随后,军须靡、燕莎和翁归靡也都到了灵堂内,乌压压的士兵这才井然有序的退了出去,排成两排,守在了门口。
“勇士,安息吧。”军须靡走到了可萨的遗体前,右手搭在胸口深深的鞠了一躬。燕莎也低头,跟随着昆弥行了一礼。
从军须靡和燕莎的行为里,解忧就能看出来这个可萨对于翁归靡来说是个多么重要的人物,然而怎么偏偏是可萨遇上了这么诡异的事情呢?
可萨的遗容解忧隐约可见,她是认得他的,在敦煌的时候陪在翁归靡身边的那个人就是他。现在他安静的躺在这里动也不能动了,就像是她和离归之间再也找不回的温情。

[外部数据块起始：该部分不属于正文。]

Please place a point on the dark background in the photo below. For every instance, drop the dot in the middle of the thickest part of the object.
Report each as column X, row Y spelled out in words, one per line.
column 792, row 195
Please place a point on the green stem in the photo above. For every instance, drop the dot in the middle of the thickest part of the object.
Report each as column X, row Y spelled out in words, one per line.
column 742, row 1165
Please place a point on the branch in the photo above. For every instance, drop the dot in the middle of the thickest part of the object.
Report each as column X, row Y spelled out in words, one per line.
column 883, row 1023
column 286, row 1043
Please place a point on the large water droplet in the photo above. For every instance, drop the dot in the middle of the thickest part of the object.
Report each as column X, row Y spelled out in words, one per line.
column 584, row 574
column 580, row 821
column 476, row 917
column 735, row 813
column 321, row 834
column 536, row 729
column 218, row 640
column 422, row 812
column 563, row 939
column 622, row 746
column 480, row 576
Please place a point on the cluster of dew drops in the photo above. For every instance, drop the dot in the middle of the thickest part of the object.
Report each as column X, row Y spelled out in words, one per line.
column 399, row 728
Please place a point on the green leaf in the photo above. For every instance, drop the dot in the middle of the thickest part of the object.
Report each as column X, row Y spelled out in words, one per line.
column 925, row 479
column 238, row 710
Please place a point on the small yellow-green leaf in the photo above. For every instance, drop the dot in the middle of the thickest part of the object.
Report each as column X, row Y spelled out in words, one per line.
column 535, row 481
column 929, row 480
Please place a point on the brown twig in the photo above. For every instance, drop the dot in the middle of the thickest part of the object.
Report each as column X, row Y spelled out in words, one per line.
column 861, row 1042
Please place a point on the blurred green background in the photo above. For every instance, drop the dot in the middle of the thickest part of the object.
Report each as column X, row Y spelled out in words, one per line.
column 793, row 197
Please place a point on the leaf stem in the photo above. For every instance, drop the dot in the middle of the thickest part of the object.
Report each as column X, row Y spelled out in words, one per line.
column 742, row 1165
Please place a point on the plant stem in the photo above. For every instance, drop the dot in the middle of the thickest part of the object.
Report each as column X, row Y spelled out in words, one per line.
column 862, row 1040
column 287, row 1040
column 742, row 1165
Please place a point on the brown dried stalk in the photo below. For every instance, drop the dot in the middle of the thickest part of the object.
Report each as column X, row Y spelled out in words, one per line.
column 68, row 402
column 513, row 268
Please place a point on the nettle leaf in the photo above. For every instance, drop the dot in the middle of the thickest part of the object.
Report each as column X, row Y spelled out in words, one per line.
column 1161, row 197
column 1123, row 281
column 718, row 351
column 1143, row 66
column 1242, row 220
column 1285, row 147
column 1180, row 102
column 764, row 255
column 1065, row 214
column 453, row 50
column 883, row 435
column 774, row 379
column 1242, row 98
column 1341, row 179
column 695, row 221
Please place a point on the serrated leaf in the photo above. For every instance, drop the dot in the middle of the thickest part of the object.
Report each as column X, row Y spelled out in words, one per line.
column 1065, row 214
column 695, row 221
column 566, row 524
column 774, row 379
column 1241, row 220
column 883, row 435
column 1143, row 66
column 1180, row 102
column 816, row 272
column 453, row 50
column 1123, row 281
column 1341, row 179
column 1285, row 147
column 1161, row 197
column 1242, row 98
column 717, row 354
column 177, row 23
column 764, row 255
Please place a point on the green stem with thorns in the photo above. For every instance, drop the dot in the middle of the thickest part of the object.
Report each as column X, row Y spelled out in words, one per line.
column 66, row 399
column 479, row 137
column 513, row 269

一股悲悯和唏嘘涌上心头,解忧也对着可萨的遗体恭恭敬敬的俯首致敬。
“右夫人,你还有什么话好说?”翁归靡道。
解忧张了张嘴,又闭上了,她还有什么话好说呢?可萨尸骨未寒,遗体就在眼前,她能继续说翁归靡是在诬陷她么?她不能。
而且,翁归靡眼里流露出的悲痛和伤心让她的心狠狠的疼了,解忧居然再也无暇为自己即将到来的死亡感到恐惧,而是为失去了手足的翁归感到心疼。
她知道自己不该再有这种情感的,此时她更需要果决和冷断,可是为什么,为什么自己就是控制不住自己的内心呢……
“我没什么好说的了……”解忧喃喃:“二殿下想怎么样,解忧任凭处置就是了……”
她不想再与翁归争辩,如此情境下,他不想给他添一丝一毫的堵。
而眼前女子颔首低眉的平静落入眼里,却更加刺痛了翁归的心,她一定是恨透了自己的吧。